The E1 retrieval gate, in detail

The gate exists to keep vector search off of healthy steps. Pattern retrieval adds latency, and most steps in a well-functioning agent do not need instance-level steering. The two-step lookback ensures continuity: a single monitor firing keeps the gate open for the next two steps even if the score dips briefly. The check uses the last entry in _monitor_eval_history (the current call) plus the two prior entries:
allow E1 if:
  current_eval.fired is non-empty
  OR current_eval.composite > 0.15
  OR any monitor fired on either of the previous 2 steps
The 0.15 threshold is the only client-tunable value in this gate, and it is currently a private attribute (_e1_gate_composite_threshold) on the middleware. The 0.8 (E1) and 0.7 (E2) similarity thresholds are enforced server-side and are not exposed as SDK parameters.

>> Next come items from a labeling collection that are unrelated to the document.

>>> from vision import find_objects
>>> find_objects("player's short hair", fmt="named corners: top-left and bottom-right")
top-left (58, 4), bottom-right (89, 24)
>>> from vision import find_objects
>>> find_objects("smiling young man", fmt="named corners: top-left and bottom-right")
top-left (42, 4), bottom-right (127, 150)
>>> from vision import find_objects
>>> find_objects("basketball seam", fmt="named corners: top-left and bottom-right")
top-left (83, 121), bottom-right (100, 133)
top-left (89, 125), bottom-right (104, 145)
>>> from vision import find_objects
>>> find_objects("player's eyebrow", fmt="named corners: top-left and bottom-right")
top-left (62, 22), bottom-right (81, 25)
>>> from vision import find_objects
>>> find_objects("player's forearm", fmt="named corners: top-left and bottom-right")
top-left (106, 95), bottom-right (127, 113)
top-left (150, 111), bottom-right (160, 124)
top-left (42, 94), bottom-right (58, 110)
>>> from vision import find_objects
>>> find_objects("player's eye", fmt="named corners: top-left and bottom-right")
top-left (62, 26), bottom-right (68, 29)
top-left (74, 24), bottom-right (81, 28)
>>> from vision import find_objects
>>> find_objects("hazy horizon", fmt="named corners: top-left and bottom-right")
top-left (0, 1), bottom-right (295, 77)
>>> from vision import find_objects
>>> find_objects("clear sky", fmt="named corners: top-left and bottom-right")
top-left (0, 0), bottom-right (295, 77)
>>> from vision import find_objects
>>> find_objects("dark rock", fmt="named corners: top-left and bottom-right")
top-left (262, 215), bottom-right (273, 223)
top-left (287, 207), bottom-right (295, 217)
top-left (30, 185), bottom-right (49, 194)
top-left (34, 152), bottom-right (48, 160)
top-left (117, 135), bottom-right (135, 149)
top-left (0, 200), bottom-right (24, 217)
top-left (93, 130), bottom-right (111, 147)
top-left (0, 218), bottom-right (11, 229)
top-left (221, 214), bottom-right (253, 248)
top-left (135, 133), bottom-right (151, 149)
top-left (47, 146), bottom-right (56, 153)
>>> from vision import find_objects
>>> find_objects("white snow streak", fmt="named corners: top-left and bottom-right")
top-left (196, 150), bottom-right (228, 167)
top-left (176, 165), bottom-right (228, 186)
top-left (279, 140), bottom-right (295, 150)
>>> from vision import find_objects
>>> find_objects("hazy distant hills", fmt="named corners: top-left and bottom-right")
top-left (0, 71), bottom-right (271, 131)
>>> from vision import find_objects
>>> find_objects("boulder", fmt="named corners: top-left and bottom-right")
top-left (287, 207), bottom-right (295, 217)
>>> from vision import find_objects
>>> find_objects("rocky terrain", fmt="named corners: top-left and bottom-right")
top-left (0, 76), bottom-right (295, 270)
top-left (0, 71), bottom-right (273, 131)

What you can configure today

  • Disable all E-traces via e_traces_enabled=False on the constructor. E1, E2, and E3 are then never registered; the monitor steering injection still runs.
  • E1 retrieval is scoped to your organization automatically — rb-api derives it from your API key’s principal. There is no client-side customer_id parameter.
  • Influence E2’s metadata filter by the monitor-derived failure_type. This happens automatically when MonitorSteeringInjection returns a classification.
There is currently no public knob to change the E1 gate threshold, the E1/E2/E3 max_calls, or the server-side similarity thresholds.